Variational Inference MPC using Normalizing Flows and Out-of-Distribution Projection
This work addresses the problem of robust robot navigation in unpredictable environments for robotics applications, presenting an incremental improvement by combining existing techniques with a novel projection method.
The paper tackles collision-free navigation in robotics by proposing FlowMPPI, a Model Predictive Control method that uses variational inference with normalizing flows to approximate optimal control sequences, and includes an out-of-distribution projection to handle novel environments. Simulation results show it outperforms state-of-the-art MPC baselines on both in-distribution and out-of-distribution environments, including those from real-world data.

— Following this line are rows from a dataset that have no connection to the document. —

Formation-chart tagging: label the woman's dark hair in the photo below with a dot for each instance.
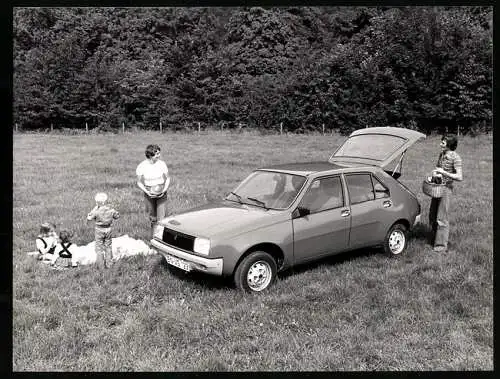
(451, 141)
(151, 150)
(65, 236)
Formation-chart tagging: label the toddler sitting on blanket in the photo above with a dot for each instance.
(46, 241)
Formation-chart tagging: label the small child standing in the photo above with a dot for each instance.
(104, 217)
(46, 241)
(65, 249)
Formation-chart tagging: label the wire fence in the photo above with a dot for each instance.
(199, 127)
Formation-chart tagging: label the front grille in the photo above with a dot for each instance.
(179, 240)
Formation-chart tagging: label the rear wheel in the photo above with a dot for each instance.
(396, 240)
(256, 272)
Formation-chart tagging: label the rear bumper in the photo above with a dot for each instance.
(209, 266)
(417, 219)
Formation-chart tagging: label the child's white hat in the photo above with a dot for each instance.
(101, 197)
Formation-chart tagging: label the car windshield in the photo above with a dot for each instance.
(370, 146)
(268, 189)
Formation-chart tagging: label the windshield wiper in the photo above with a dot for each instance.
(237, 196)
(258, 201)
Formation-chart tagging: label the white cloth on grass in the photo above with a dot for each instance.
(123, 246)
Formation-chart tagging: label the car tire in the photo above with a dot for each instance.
(396, 240)
(256, 272)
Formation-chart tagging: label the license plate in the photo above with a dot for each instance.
(178, 263)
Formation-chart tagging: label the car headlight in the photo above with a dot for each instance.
(158, 231)
(201, 246)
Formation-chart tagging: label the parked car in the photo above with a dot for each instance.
(289, 214)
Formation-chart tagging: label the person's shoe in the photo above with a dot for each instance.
(439, 249)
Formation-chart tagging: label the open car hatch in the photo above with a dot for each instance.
(377, 146)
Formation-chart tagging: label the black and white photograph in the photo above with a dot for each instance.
(253, 189)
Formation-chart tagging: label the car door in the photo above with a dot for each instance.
(325, 229)
(369, 203)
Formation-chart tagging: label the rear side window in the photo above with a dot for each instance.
(380, 190)
(360, 188)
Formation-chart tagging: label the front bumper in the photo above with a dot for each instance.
(209, 266)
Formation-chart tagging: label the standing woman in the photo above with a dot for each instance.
(449, 165)
(153, 180)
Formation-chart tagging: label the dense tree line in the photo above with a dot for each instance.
(341, 67)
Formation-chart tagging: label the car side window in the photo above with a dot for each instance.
(380, 190)
(324, 194)
(360, 188)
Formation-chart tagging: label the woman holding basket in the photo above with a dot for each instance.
(449, 167)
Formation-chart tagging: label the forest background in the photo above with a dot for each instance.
(292, 68)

We propose a Model Predictive Control (MPC) method for collision-free navigation that uses amortized variational inference to approximate the distribution of optimal control sequences by training a normalizing flow conditioned on the start, goal and environment. This representation allows us to learn a distribution that accounts for both the dynamics of the robot and complex obstacle geometries. We can then sample from this distribution to produce control sequences which are likely to be both goal-directed and collision-free as part of our proposed FlowMPPI sampling-based MPC method. However, when deploying this method, the robot may encounter an out-of-distribution (OOD) environment, i.e. one which is radically different from those used in training. In such cases, the learned flow cannot be trusted to produce low-cost control sequences. To generalize our method to OOD environments we also present an approach that performs projection on the representation of the environment as part of the MPC process. This projection changes the environment representation to be more in-distribution while also optimizing trajectory quality in the true environment. Our simulation results on a 2D double-integrator and a 3D 12DoF underactuated quadrotor suggest that FlowMPPI with projection outperforms state-of-the-art MPC baselines on both in-distribution and OOD environments, including OOD environments generated from real-world data.